Named after the Conan comics spear slayer, heavy metal four piece Brule open the show. Featuring current and ex members from the likes of Age of Taurus, Pig Iron and Mourn, the musical influences that each member has brought to this performance from their respective projects is palpable. A fusion of blues rock and heavy metal renders a vintage sound that’s akin to the middle ground between Goatsnake and Alice in Chains, but slowed down by around 50%. No doubt the most upbeat band of the evening and the perfect way to warm up the crowd for what’s to come.

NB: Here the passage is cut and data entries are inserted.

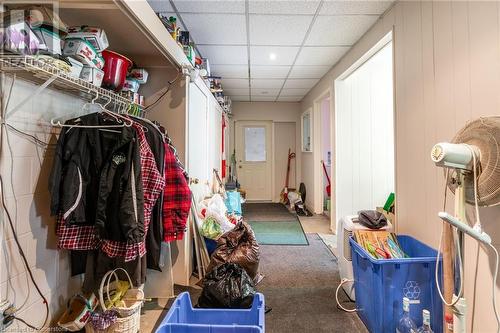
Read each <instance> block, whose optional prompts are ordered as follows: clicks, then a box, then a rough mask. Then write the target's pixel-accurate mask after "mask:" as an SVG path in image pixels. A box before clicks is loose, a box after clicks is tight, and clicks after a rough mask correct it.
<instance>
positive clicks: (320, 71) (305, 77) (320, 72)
mask: <svg viewBox="0 0 500 333" xmlns="http://www.w3.org/2000/svg"><path fill="white" fill-rule="evenodd" d="M329 69H330V66H293V68H292V71H291V72H290V76H289V78H291V79H321V78H322V77H323V76H324V75H325V74H326V73H327V72H328V70H329Z"/></svg>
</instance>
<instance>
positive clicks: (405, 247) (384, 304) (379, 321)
mask: <svg viewBox="0 0 500 333" xmlns="http://www.w3.org/2000/svg"><path fill="white" fill-rule="evenodd" d="M398 241H399V243H400V245H401V248H402V249H403V251H404V252H405V253H406V254H408V256H409V257H410V258H404V259H374V258H373V257H372V256H371V255H370V254H369V253H368V252H366V250H365V249H363V248H362V247H361V246H360V245H359V244H358V243H356V241H354V239H352V238H351V239H350V244H351V253H352V266H353V269H354V289H355V293H356V308H357V313H358V315H359V317H360V318H361V320H362V321H363V323H364V324H365V325H366V327H367V328H368V330H369V331H370V332H371V333H387V332H395V331H396V325H397V323H398V321H399V319H400V317H401V315H402V313H403V297H408V299H409V300H410V316H411V318H412V319H413V320H414V321H415V324H417V326H418V327H420V326H422V310H423V309H427V310H429V311H430V313H431V326H432V329H433V330H434V332H435V333H441V332H442V323H443V307H442V303H441V299H440V297H439V295H438V293H437V289H436V283H435V269H436V256H437V252H436V250H434V249H432V248H431V247H429V246H427V245H425V244H423V243H421V242H419V241H418V240H416V239H414V238H412V237H410V236H398ZM439 276H441V272H439Z"/></svg>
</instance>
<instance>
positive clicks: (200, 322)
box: [156, 292, 265, 333]
mask: <svg viewBox="0 0 500 333" xmlns="http://www.w3.org/2000/svg"><path fill="white" fill-rule="evenodd" d="M264 308H265V306H264V295H262V294H261V293H257V294H255V297H254V299H253V304H252V307H251V308H250V309H201V308H200V309H198V308H197V309H193V305H192V304H191V298H190V297H189V293H187V292H184V293H182V294H180V295H179V296H178V297H177V299H176V300H175V301H174V303H173V304H172V307H171V308H170V310H169V311H168V313H167V315H166V317H165V319H163V322H162V323H161V324H160V326H159V328H158V329H157V330H156V333H171V332H175V333H204V332H207V333H208V332H217V333H264V332H265V323H264Z"/></svg>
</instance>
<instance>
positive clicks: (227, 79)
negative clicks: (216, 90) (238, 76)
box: [222, 79, 248, 89]
mask: <svg viewBox="0 0 500 333" xmlns="http://www.w3.org/2000/svg"><path fill="white" fill-rule="evenodd" d="M222 87H223V88H224V89H226V88H229V89H233V88H248V79H223V80H222Z"/></svg>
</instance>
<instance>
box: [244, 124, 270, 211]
mask: <svg viewBox="0 0 500 333" xmlns="http://www.w3.org/2000/svg"><path fill="white" fill-rule="evenodd" d="M235 140H236V142H235V148H236V149H235V153H236V161H237V163H236V164H237V171H236V172H237V178H238V182H239V183H240V185H241V187H242V188H243V189H245V191H246V199H247V200H249V201H272V199H273V187H274V186H273V181H272V179H273V172H272V168H273V160H274V156H273V131H272V122H271V121H236V124H235Z"/></svg>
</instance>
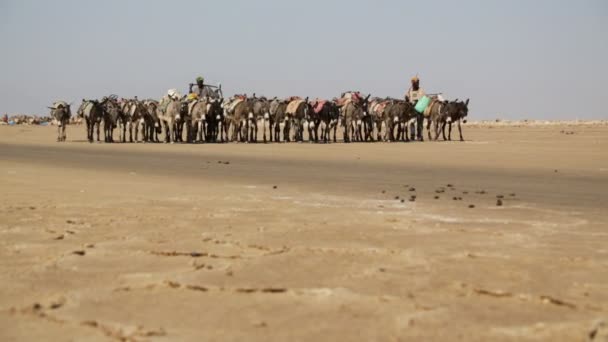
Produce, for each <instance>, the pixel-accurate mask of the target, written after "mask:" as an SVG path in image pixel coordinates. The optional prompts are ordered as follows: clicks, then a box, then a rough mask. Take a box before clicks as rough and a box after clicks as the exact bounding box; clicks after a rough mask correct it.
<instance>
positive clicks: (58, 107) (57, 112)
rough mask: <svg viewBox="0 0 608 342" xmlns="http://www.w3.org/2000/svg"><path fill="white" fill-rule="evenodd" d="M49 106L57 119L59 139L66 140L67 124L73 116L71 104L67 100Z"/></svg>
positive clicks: (53, 117) (51, 110)
mask: <svg viewBox="0 0 608 342" xmlns="http://www.w3.org/2000/svg"><path fill="white" fill-rule="evenodd" d="M48 108H49V109H50V110H51V117H52V118H54V119H55V120H57V141H65V139H66V133H65V130H66V127H65V126H67V125H68V123H69V122H70V117H71V116H72V111H71V109H70V105H69V104H68V103H67V102H65V101H57V102H55V103H53V106H52V107H48Z"/></svg>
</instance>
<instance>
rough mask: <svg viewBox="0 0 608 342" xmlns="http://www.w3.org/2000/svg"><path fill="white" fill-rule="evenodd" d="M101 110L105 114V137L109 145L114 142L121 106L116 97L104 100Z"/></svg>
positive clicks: (113, 97)
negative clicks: (101, 109)
mask: <svg viewBox="0 0 608 342" xmlns="http://www.w3.org/2000/svg"><path fill="white" fill-rule="evenodd" d="M100 105H101V109H102V112H103V135H104V141H105V142H107V143H111V142H114V128H116V126H117V123H118V118H119V116H120V106H119V105H118V102H117V100H116V97H115V96H114V95H112V96H109V97H104V98H102V100H101V102H100Z"/></svg>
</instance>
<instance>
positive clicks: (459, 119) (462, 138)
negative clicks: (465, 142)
mask: <svg viewBox="0 0 608 342" xmlns="http://www.w3.org/2000/svg"><path fill="white" fill-rule="evenodd" d="M458 133H459V134H460V141H464V138H463V137H462V128H461V127H460V119H458Z"/></svg>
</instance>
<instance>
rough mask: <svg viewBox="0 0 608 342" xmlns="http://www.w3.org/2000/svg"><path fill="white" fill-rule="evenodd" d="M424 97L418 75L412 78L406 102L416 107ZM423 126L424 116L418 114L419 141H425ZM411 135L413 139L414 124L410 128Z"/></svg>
mask: <svg viewBox="0 0 608 342" xmlns="http://www.w3.org/2000/svg"><path fill="white" fill-rule="evenodd" d="M424 95H425V93H424V90H422V88H420V79H419V78H418V75H416V76H414V77H412V85H411V86H410V89H409V90H408V91H407V93H406V94H405V100H406V101H409V102H410V103H411V104H412V105H414V106H415V105H416V103H417V102H418V100H420V99H421V98H422V97H423V96H424ZM423 124H424V114H422V113H416V131H417V136H418V140H420V141H423V140H424V139H423V137H422V126H423ZM410 133H411V136H412V137H413V136H414V124H413V123H412V125H411V126H410Z"/></svg>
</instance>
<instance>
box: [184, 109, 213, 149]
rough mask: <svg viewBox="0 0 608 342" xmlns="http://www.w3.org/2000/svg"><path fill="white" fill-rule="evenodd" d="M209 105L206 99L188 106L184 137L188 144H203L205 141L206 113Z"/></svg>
mask: <svg viewBox="0 0 608 342" xmlns="http://www.w3.org/2000/svg"><path fill="white" fill-rule="evenodd" d="M210 107H211V104H210V103H209V99H208V98H202V99H199V100H194V101H193V102H191V103H189V104H188V113H189V114H188V119H189V122H187V123H186V126H187V127H186V135H187V139H188V142H203V141H204V140H205V139H204V137H205V131H206V119H207V112H208V111H209V109H210Z"/></svg>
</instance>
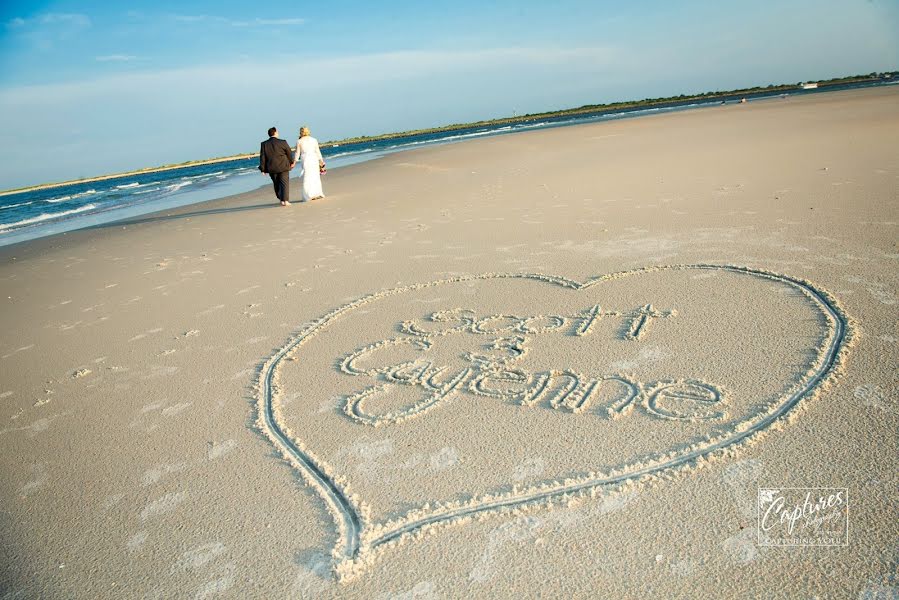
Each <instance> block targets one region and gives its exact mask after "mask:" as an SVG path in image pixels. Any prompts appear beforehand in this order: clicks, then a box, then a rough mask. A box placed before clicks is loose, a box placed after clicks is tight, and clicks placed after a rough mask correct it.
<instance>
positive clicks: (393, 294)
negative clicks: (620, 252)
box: [257, 264, 852, 579]
mask: <svg viewBox="0 0 899 600" xmlns="http://www.w3.org/2000/svg"><path fill="white" fill-rule="evenodd" d="M691 269H692V270H705V271H723V272H728V273H733V274H737V275H740V276H746V277H753V278H758V279H762V280H768V281H774V282H778V283H781V284H784V285H786V286H788V287H791V288H793V289H794V290H795V291H797V292H799V293H800V294H801V295H802V296H803V297H805V299H807V300H808V301H810V303H811V304H812V305H813V306H814V307H815V308H816V309H817V310H818V311H820V314H821V316H822V317H823V319H824V320H825V322H826V324H827V327H826V335H825V336H823V342H822V343H820V344H819V345H818V346H817V347H816V348H814V351H815V352H816V353H817V355H816V357H815V360H814V364H813V367H812V368H811V369H809V370H808V372H806V373H804V374H797V375H798V376H799V377H800V378H801V381H800V382H799V383H798V384H796V385H794V386H793V387H792V388H791V390H790V391H789V392H788V393H786V394H784V395H782V396H781V397H779V398H777V400H776V401H774V402H770V403H768V404H767V405H766V406H765V410H763V411H762V412H760V413H757V414H754V415H751V416H750V418H748V419H746V420H744V421H741V422H738V423H736V424H735V426H734V428H733V429H732V430H730V431H725V432H724V433H722V434H720V435H718V436H717V437H712V436H707V437H706V438H705V439H703V440H702V441H700V442H698V443H694V444H692V445H690V446H688V447H686V448H681V449H678V450H676V451H670V452H668V453H665V454H659V455H656V456H654V457H653V458H652V459H651V460H649V461H643V462H636V463H631V464H625V465H621V466H620V467H618V468H615V469H613V470H610V471H608V472H605V473H595V472H590V473H587V474H585V475H582V476H579V477H574V478H567V479H565V480H556V481H550V482H547V483H543V484H541V485H539V486H535V487H529V488H525V489H514V488H513V491H511V492H508V493H499V494H492V495H489V494H488V495H484V496H481V497H478V498H473V499H471V500H468V501H464V502H450V503H437V504H434V505H432V504H425V505H422V506H420V507H418V508H416V509H413V510H411V511H409V512H407V513H406V514H405V515H402V516H401V517H399V518H396V519H393V520H390V521H388V522H385V523H373V522H371V519H370V518H369V513H370V510H369V508H368V507H367V506H366V505H365V503H364V501H363V500H362V499H361V498H359V497H358V496H357V495H355V494H352V493H351V492H350V490H349V487H348V485H347V483H346V482H345V481H344V480H343V479H342V478H340V477H339V476H337V475H336V474H334V473H333V471H332V469H331V468H330V467H328V465H327V464H326V463H325V462H323V461H322V460H320V459H318V458H317V457H316V456H315V455H314V453H313V452H312V451H311V450H310V449H308V448H306V447H305V445H304V444H303V443H302V442H301V441H299V440H295V439H293V438H292V437H291V435H290V433H289V430H288V429H287V427H286V426H284V425H282V424H281V423H280V422H279V416H280V415H279V412H278V405H277V398H278V388H277V375H278V367H279V365H280V364H281V362H282V360H283V359H284V358H285V357H287V356H288V355H289V354H291V353H292V352H293V351H295V350H296V349H297V348H299V347H300V346H302V345H303V344H305V343H306V342H308V341H309V340H311V339H312V338H314V337H315V335H316V334H317V333H318V332H320V331H321V330H322V329H323V328H325V327H326V326H327V325H328V324H330V323H332V322H333V321H335V320H336V319H338V318H339V317H340V316H342V315H344V314H346V313H347V312H349V311H352V310H353V309H355V308H358V307H360V306H363V305H365V304H368V303H371V302H375V301H377V300H379V299H382V298H386V297H388V296H394V295H397V294H403V293H407V292H412V291H415V290H420V289H424V288H429V287H434V286H440V285H446V284H450V283H459V282H473V281H478V280H489V279H527V280H533V281H537V282H543V283H547V284H552V285H558V286H561V287H563V288H568V289H571V290H573V291H578V290H584V289H587V288H589V287H592V286H594V285H597V284H600V283H602V282H603V281H610V280H613V279H620V278H624V277H630V276H634V275H639V274H641V273H651V272H658V271H668V270H691ZM646 308H647V309H649V310H651V307H648V306H647V307H646ZM851 342H852V328H851V325H850V320H849V318H848V317H847V315H846V314H845V313H844V311H843V310H842V309H841V308H840V307H839V305H838V303H837V302H836V301H835V300H834V299H833V298H832V297H831V296H830V295H829V294H828V293H827V292H824V291H822V290H819V289H817V288H815V287H814V286H813V285H812V284H811V283H809V282H807V281H804V280H801V279H797V278H793V277H790V276H787V275H782V274H777V273H773V272H769V271H764V270H758V269H752V268H748V267H740V266H733V265H713V264H695V265H665V266H655V267H645V268H642V269H635V270H631V271H622V272H618V273H612V274H609V275H604V276H600V277H597V278H593V279H590V280H588V281H586V282H584V283H578V282H575V281H572V280H569V279H565V278H563V277H555V276H550V275H542V274H494V273H488V274H484V275H476V276H462V277H455V278H450V279H443V280H438V281H433V282H429V283H422V284H414V285H408V286H404V287H399V288H394V289H390V290H385V291H382V292H378V293H375V294H370V295H368V296H365V297H362V298H360V299H358V300H355V301H353V302H350V303H348V304H345V305H344V306H342V307H340V308H337V309H334V310H332V311H331V312H329V313H328V314H326V315H325V316H323V317H322V318H320V319H318V320H317V321H315V322H313V323H311V324H309V325H308V326H307V327H306V328H305V329H303V330H302V331H301V332H300V333H299V334H298V335H297V336H296V337H295V338H293V339H292V340H291V341H290V342H289V343H288V344H287V345H285V346H284V347H282V348H281V349H280V350H278V351H277V352H276V353H275V354H274V355H273V356H271V357H270V358H269V359H267V360H266V361H265V363H264V364H263V366H262V368H261V371H260V375H259V380H258V385H257V408H258V411H259V416H258V422H257V423H258V426H259V427H260V429H261V430H262V431H263V432H264V433H265V434H266V436H267V437H268V438H269V439H270V440H271V441H272V442H273V443H274V444H275V446H276V447H277V448H278V449H279V450H280V451H281V452H282V454H283V455H284V456H285V457H286V458H287V460H288V461H289V462H290V463H291V464H292V465H293V466H294V467H296V468H297V469H298V471H299V472H300V474H301V475H302V476H303V478H304V480H305V481H306V482H307V483H308V484H309V485H310V487H312V488H313V489H314V490H315V491H316V492H317V493H318V494H319V495H320V496H321V498H322V500H323V501H324V502H325V504H326V506H327V507H328V510H329V512H330V514H331V515H332V517H333V518H334V520H335V523H336V524H337V527H338V531H339V536H338V538H339V539H338V541H337V543H336V544H335V547H334V549H333V551H332V556H333V558H334V560H335V573H336V574H337V576H338V578H340V579H345V578H350V577H352V576H354V575H356V574H358V573H360V572H361V571H362V570H364V569H365V568H367V567H368V566H369V565H370V564H371V562H372V561H373V560H374V559H375V558H376V557H377V555H378V554H379V553H380V551H381V550H383V549H384V548H386V547H389V546H393V545H395V544H397V543H400V542H402V541H404V540H408V539H412V538H414V537H416V536H417V535H420V534H422V533H423V532H424V531H425V530H426V529H428V528H430V527H432V526H438V525H449V524H454V523H464V522H466V521H469V520H471V519H472V518H475V517H478V516H481V515H484V514H487V513H501V512H507V511H511V510H515V509H520V508H527V507H533V506H546V505H550V504H552V503H553V502H554V501H558V500H566V499H573V498H575V497H582V496H584V495H587V494H589V495H595V494H596V493H597V492H598V491H601V490H602V489H603V488H609V489H613V488H616V487H618V486H622V485H626V484H628V483H631V482H641V481H646V480H648V479H652V478H658V477H661V476H665V475H666V474H670V473H673V472H676V471H679V470H685V469H688V468H692V467H697V466H700V465H701V464H702V463H703V462H705V461H706V460H708V459H709V458H712V457H715V456H721V455H725V454H726V452H727V450H728V449H733V448H736V447H739V446H740V445H742V444H744V443H746V442H748V441H750V440H753V439H758V438H759V437H760V435H761V434H762V433H763V432H765V431H766V430H768V429H769V428H770V427H771V426H772V425H779V424H783V423H784V422H786V420H787V419H786V418H787V417H788V416H789V415H790V414H791V412H792V411H793V409H794V408H795V407H796V406H797V405H798V404H799V403H800V401H802V400H803V399H808V398H811V397H813V396H815V395H817V394H818V393H819V392H820V391H821V390H822V389H824V388H825V387H826V385H827V384H828V383H829V381H830V380H831V378H833V377H834V376H835V375H836V374H838V373H839V372H840V368H841V366H842V363H843V361H844V359H845V356H846V354H847V350H848V348H849V347H850V346H851Z"/></svg>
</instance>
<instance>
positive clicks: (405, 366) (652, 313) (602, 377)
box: [340, 304, 724, 426]
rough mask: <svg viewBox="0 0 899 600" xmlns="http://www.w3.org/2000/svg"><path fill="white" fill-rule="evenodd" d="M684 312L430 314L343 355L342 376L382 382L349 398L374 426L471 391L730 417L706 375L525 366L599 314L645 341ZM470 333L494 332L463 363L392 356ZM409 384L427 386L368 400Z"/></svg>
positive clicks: (468, 351)
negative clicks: (407, 400) (412, 390)
mask: <svg viewBox="0 0 899 600" xmlns="http://www.w3.org/2000/svg"><path fill="white" fill-rule="evenodd" d="M676 315H677V312H676V311H675V310H657V309H656V308H655V307H653V306H652V305H651V304H647V305H644V306H641V307H638V308H636V309H634V310H629V311H606V310H604V309H603V308H602V307H601V306H600V305H594V306H591V307H589V308H587V309H585V310H583V311H581V312H580V313H578V314H576V315H572V316H564V315H536V316H527V317H521V316H516V315H510V314H496V315H487V316H478V315H477V313H476V312H475V311H474V310H471V309H465V308H454V309H449V310H442V311H438V312H435V313H432V314H431V315H430V316H429V317H427V318H425V319H421V320H411V321H404V322H403V323H402V324H401V325H400V331H401V332H402V333H403V334H404V335H403V337H396V338H391V339H384V340H381V341H378V342H375V343H373V344H370V345H368V346H366V347H364V348H361V349H359V350H356V351H354V352H352V353H350V354H348V355H346V356H345V357H343V359H342V360H341V362H340V370H341V371H342V372H343V373H345V374H347V375H351V376H354V377H369V378H373V379H374V380H375V381H376V383H374V384H373V385H369V386H367V387H365V388H364V389H362V390H360V391H358V392H355V393H353V394H350V395H349V396H347V398H346V402H345V404H344V412H346V414H347V416H349V417H350V418H351V419H352V420H353V421H355V422H357V423H361V424H365V425H375V426H377V425H387V424H395V423H400V422H402V421H405V420H408V419H411V418H414V417H417V416H420V415H422V414H424V413H425V412H427V411H429V410H432V409H434V408H436V407H437V406H438V405H440V404H441V403H443V402H444V401H446V400H448V399H450V398H451V397H453V396H457V395H460V394H463V393H466V392H467V393H470V394H472V395H474V396H479V397H484V398H494V399H499V400H505V401H510V402H512V403H517V404H519V405H522V406H536V405H540V404H542V405H548V406H549V407H550V408H552V409H556V410H563V411H569V412H571V413H584V412H586V411H587V409H589V408H591V407H594V408H597V409H599V410H598V412H599V413H600V414H602V413H605V414H606V415H607V416H609V417H612V418H614V417H617V416H619V415H623V414H627V413H628V412H630V411H631V409H632V408H633V407H634V406H640V407H642V408H643V410H644V411H645V412H646V413H647V414H648V415H650V416H652V417H656V418H661V419H673V420H686V421H697V420H706V419H717V418H721V417H723V416H724V413H723V412H722V411H720V410H718V407H719V406H720V404H721V403H722V400H723V394H722V391H721V389H719V388H718V387H717V386H715V385H713V384H711V383H708V382H705V381H697V380H691V379H662V380H657V381H649V382H641V381H637V380H636V379H635V378H634V377H633V376H630V375H623V374H620V373H607V374H598V375H595V374H594V375H585V374H582V373H578V372H576V371H574V370H573V369H571V368H557V369H549V370H541V371H529V370H527V369H525V368H523V367H522V366H521V363H522V361H523V359H524V358H525V356H526V355H528V353H529V352H530V350H531V349H532V346H533V344H534V343H535V342H536V340H537V339H540V338H543V339H545V338H547V337H549V336H553V335H555V336H567V337H568V338H569V339H577V338H587V337H589V336H593V335H596V334H595V329H596V327H595V326H596V324H597V323H598V322H599V321H600V320H602V319H610V318H616V319H620V322H621V325H622V326H621V328H620V329H619V331H620V333H619V334H618V336H619V338H621V339H624V340H630V341H633V342H639V341H642V340H644V339H645V338H646V336H647V335H648V333H649V332H650V331H651V329H652V328H653V327H656V326H657V325H656V324H655V323H656V321H661V320H665V319H670V318H672V317H675V316H676ZM464 334H473V335H476V336H492V338H493V339H491V340H490V341H489V343H487V344H485V345H484V346H483V348H484V349H485V351H481V352H471V351H465V352H462V353H461V355H460V357H461V358H462V363H461V364H459V365H456V366H454V367H451V366H449V365H440V364H437V363H435V361H434V360H430V359H429V358H415V359H413V360H400V361H399V362H395V359H393V360H392V359H391V357H392V356H395V355H396V354H397V349H398V348H400V347H408V348H411V349H413V350H416V351H419V352H423V353H429V354H428V355H429V356H432V355H433V354H434V353H433V352H432V351H434V350H436V349H437V348H439V346H440V345H441V344H443V343H444V340H449V339H451V338H453V337H454V336H461V335H464ZM379 363H387V364H379ZM372 364H374V365H375V366H372ZM366 365H368V366H366ZM409 388H413V389H416V390H418V391H419V392H420V393H418V394H415V395H413V396H414V399H413V400H411V401H408V402H405V404H404V405H403V406H402V407H400V408H398V409H396V410H392V411H389V412H379V413H376V412H371V411H370V410H368V409H366V403H367V402H368V401H369V400H373V399H374V398H375V397H381V398H384V397H385V396H389V395H391V394H392V393H393V392H398V391H400V390H403V389H406V390H408V389H409ZM404 397H405V396H404Z"/></svg>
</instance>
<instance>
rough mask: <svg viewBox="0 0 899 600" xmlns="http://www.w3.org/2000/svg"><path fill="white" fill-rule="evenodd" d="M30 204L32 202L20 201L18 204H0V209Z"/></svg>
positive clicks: (27, 205)
mask: <svg viewBox="0 0 899 600" xmlns="http://www.w3.org/2000/svg"><path fill="white" fill-rule="evenodd" d="M29 204H32V202H20V203H18V204H10V205H9V206H0V210H6V209H7V208H16V207H18V206H28V205H29Z"/></svg>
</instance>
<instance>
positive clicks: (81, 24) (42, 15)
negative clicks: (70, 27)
mask: <svg viewBox="0 0 899 600" xmlns="http://www.w3.org/2000/svg"><path fill="white" fill-rule="evenodd" d="M36 20H37V21H38V22H39V23H40V24H41V25H56V24H64V25H74V26H76V27H90V24H91V20H90V17H88V16H87V15H82V14H77V13H47V14H44V15H41V16H39V17H37V19H36Z"/></svg>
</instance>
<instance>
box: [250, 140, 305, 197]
mask: <svg viewBox="0 0 899 600" xmlns="http://www.w3.org/2000/svg"><path fill="white" fill-rule="evenodd" d="M295 164H296V162H295V161H294V160H293V152H292V151H291V150H290V144H288V143H287V142H285V141H284V140H281V139H278V128H277V127H271V128H269V130H268V139H267V140H265V141H264V142H262V145H261V146H260V147H259V170H260V171H262V172H263V173H266V174H268V176H269V177H271V178H272V184H274V186H275V196H277V197H278V200H280V201H281V206H290V170H291V169H292V168H293V167H294V165H295Z"/></svg>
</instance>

A Sea Bastard performance just wouldn’t be a Sea Bastard performance without something going wrong. Unfortunately tonight the guitarist’s amp decides it doesn’t want to play ball and the time spent trying to fix it costs the Brighton natives half of their set time. In true heroic fashion they manage to claw it back, playing through the PA, and using what little time they have left to hypnotise the crowd with a monstrous force that batters the mind as well as the eardrums. The riffs feel like they could last for days and are generally more sludgy than other bands cut from the same cloth – Sea Bastard are packing way less in terms of groove and instead displace it for discordant leads that lean towards a darker, more evil sounding sonic vibe.

Witchsorrow waste no time in getting the crowd acquainted with their new material, opening with ‘No Light Only Fire’. Nick, Emily and David are masters of musical dynamics; switching effortlessly between fast paced, galloping riffs and slower paced passages of despair. The showmanship on stage is as entertaining to watch as it is to listen to and they showcase that their newer material is every bit as good, if not better, live as it is on record. Never relinquishing their hold on their obvious ‘Leccy Wiz/Sabbath influences, but without sounding like straight up copycats, they do the whole traditional doom thing so well that it genuinely doesn’t matter if they aren’t reinventing the wheel with the music they make. Despite wanting to show off brand new material, Witchsorrow don’t neglect to play through older material and say their farewell for the evening with ‘God Curse Us’ – a song which has become somewhat of an anthem for the band for those that watch them live on a regular basis. Their parting number has the audience pumping their fists and shouting along. A triumphant night for the band and a promising glimpse of what to expect for the next record.